Snape’s eyes seemed to soften then, ever so slightly. And yet, here we are.
The words were blunt, almost cruel, but they grounded Harry in a way nothing else could, and he almost smiled at the response. Trust Snape to say something so truthfully harsh to something so vulnerable.
He exhaled shakily, gripping the stirring rod again. “Just feel,” Snape had said. He closed his eyes, and instead of grasping for control, he leaned into it, letting the beat wash over him. He felt it—the hollow ache of it, the chaotic pulse, the life it seemed to hold—-and he let it move through him.
He moved the rod slowly, deliberately, feeling the connection between himself and the potion begin to settle. The pulse softened, quieted, its erratic rhythm aligning with his movements.
“Merlin,” Malfoy muttered.
Snape said nothing for a long moment, his eyes fixed on the cauldron.

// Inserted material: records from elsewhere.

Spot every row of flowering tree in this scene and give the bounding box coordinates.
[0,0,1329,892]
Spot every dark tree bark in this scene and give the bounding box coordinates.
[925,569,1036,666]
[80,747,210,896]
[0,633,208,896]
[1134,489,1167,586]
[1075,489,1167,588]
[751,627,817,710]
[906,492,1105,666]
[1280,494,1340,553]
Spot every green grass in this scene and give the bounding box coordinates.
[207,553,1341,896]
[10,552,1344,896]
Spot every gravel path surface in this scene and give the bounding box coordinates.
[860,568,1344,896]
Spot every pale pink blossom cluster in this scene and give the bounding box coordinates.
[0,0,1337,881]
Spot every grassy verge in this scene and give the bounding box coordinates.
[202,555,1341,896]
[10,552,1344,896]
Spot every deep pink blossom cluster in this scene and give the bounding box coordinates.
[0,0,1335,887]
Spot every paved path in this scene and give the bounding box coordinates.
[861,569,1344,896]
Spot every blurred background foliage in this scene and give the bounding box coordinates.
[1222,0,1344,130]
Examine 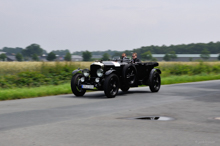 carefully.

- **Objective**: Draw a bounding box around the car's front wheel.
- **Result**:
[71,74,86,96]
[104,74,119,98]
[121,85,130,92]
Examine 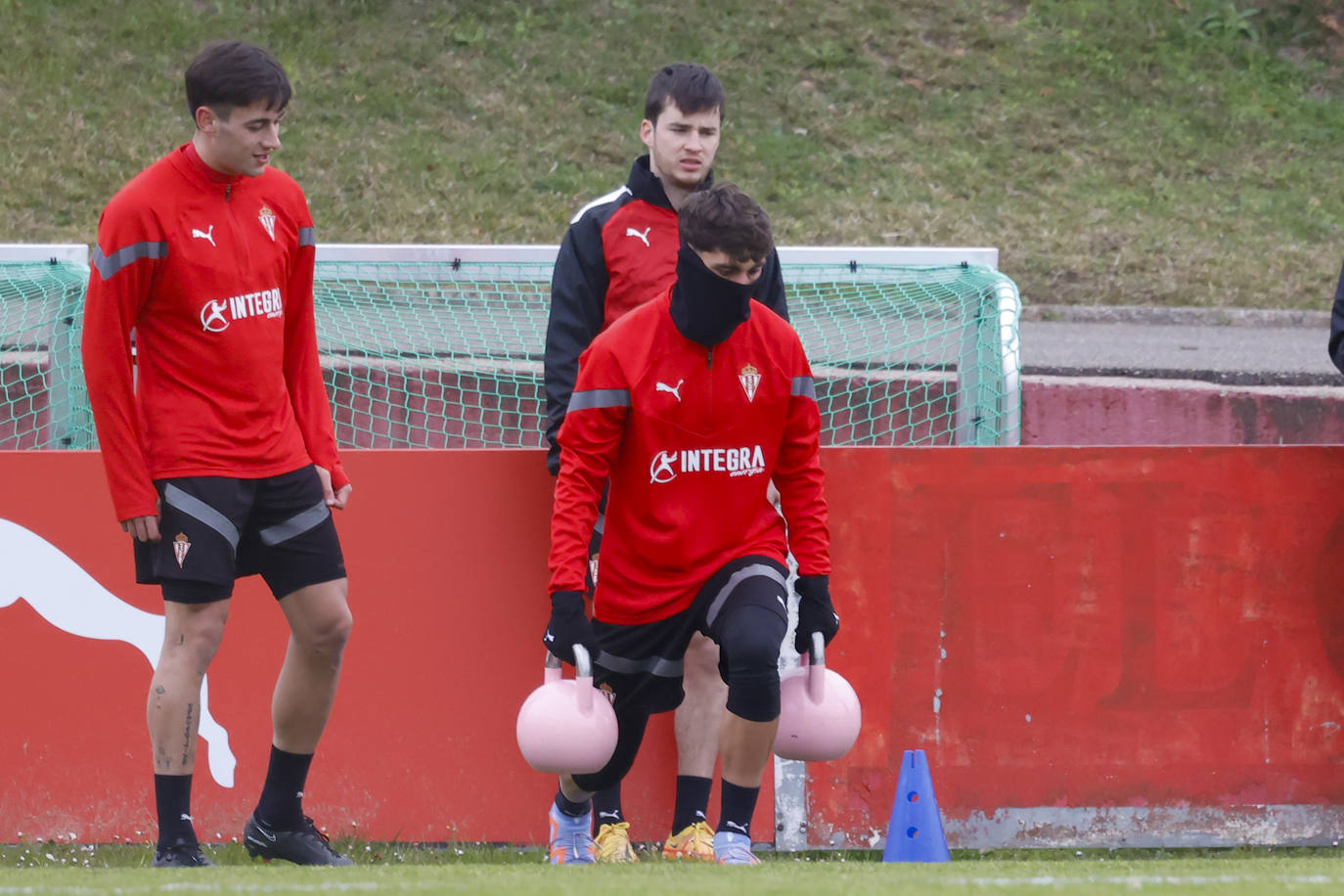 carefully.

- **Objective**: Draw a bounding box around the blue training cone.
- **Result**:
[881,749,952,863]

When Harry finished the step, felt like he could finally breathe , the potion had transformed into a smooth, silvery liquid, its surface calming until it shimmered, and without even looking at the correct result detailed at the end of the instructions on the chalkboard, he knew it was right.

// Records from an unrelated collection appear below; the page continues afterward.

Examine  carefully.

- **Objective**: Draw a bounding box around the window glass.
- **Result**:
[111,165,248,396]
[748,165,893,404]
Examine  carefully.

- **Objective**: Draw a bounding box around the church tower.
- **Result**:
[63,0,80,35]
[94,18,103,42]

Snape stepped forward, his sharp gaze flickering between Harry and the cauldron. His expression was unreadable, but his lips pressured into a thin line, a sure sign he was deep in thought.
You did it.
The thought rang clear in Harry’s mind. Snape’s tone in his head was calm, steady, like the faintest thread of approval.
He lowered the stirring rod, his hands trembling as he set it aside. His chest ached, the hollow pull still lingering like an aftertaste. He turned back towards Snape.
“You will explain,” Snape said aloud now, his tone commanding and for some reason so different from when he was in his head.
Harry shook his head, grabbing the whiteboard. He scrawled quickly . It felt like before. Like I wasn’t just stirring. It was pulling at me. Or I was pulling at it. It wanted me to do what you— He paused, glancing at Malfoy who was sitting silently beside him. He didn’t know about his weird mind magic with Snape, and Harry wasn’t sure if he wanted him to. Not yet. Maybe not ever.
His gaze flickered back to Snape, whose sharp eyes narrowed as they scanned the unfinished sentence. Harry bit his lip, gripping the marker tighter.
It wanted me to feel.
Malfoy’s brows knitted together in confusion. “What the bloody hell are you on about? Potions don’t pull or feel anything!”
Harry ignored him, looking up at Snape, hoping the man would understand.
“What did it feel like, Harry?” Snape asked slowly, his voice almost soft.
Harry paused, searching for the right words. Finally, he wrote: Like I was holding its life in my hands.